On appeal, the insured argued that the surface water exclusion did not apply, because the water that overflowed the culvert had become mixed with non-surface water—specifically, water from the plaintiff’s swimming pool—before it entered her home. The Eleventh Circuit declined to consider this argument, because it was not raised before the district court. The insured also moved to certify two questions to the Georgia Supreme Court regarding the definition of “surface water.” The Eleventh Circuit denied this motion, finding that Georgia case law already provides sufficient guidance on the application of a surface water exclusion.
In analyzing the arguments presented before the district court, the Eleventh Circuit cited Selective Way Ins. Co. v. Litig. Tech. Inc., 606 S.E.2d 68, 70-71 (Ga. Ct. App. 2004) (emphasis original), which defined “surface water” for purposes of Georgia law as:
[W]ater which derived from falling rain or melting snow, or which rises to the surface in springs, and is diffused over the surface of the ground, while it remains in such a diffused state, and which follows no defined course or channel, which does not gather into or form a natural body of water, and which is lost by evaporation, percolation, or natural drainage.

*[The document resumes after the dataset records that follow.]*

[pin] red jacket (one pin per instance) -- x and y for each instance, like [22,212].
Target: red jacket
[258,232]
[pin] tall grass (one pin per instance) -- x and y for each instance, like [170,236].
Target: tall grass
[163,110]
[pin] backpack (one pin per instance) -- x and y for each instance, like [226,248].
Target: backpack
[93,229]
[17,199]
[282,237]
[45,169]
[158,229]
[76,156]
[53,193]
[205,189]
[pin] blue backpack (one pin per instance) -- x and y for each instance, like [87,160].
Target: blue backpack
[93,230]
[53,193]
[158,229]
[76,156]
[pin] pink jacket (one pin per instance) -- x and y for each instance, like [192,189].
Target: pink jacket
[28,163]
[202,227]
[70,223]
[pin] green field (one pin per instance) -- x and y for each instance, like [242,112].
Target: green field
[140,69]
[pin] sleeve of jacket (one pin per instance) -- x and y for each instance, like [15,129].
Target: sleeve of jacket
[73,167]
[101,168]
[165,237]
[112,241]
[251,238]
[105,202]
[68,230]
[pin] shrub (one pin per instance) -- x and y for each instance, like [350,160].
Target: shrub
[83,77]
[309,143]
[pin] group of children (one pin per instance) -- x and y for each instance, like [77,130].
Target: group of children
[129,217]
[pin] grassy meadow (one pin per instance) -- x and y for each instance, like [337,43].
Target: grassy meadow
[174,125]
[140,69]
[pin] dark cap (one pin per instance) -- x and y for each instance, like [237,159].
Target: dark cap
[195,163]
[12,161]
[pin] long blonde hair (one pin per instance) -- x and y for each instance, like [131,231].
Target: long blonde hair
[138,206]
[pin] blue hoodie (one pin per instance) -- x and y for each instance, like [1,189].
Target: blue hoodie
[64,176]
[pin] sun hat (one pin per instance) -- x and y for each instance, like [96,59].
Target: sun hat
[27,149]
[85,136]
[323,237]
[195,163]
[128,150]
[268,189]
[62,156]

Applying that definition to this case, the Eleventh Circuit noted that, “[i]nstead of flowing into the culvert and the drainage system, the storm water overflowed from the culvert, moved across the surface of certain properties, and flowed into [the insured’s] home and crawlspace. . . . [E]ven though the water was intended to drain via a storm system, it still maintained its character as ‘surface water’ at the time” it entered the insured’s home. In sum, the storm water was diffused over the surface of the ground when it flowed from the culvert down the hill onto the insured’s property and into her home. The insured was unable to make an argument that created a genuine issue of fact preventing the application of the exclusion.
This case demonstrates the straightforward application of a plainly worded exclusion. Coverage for damage from rainwater runoff which overflows a culvert and flows over the surface of land onto an insured’s property is likely to be precluded by an exclusion for loss or damage caused by “surface water.”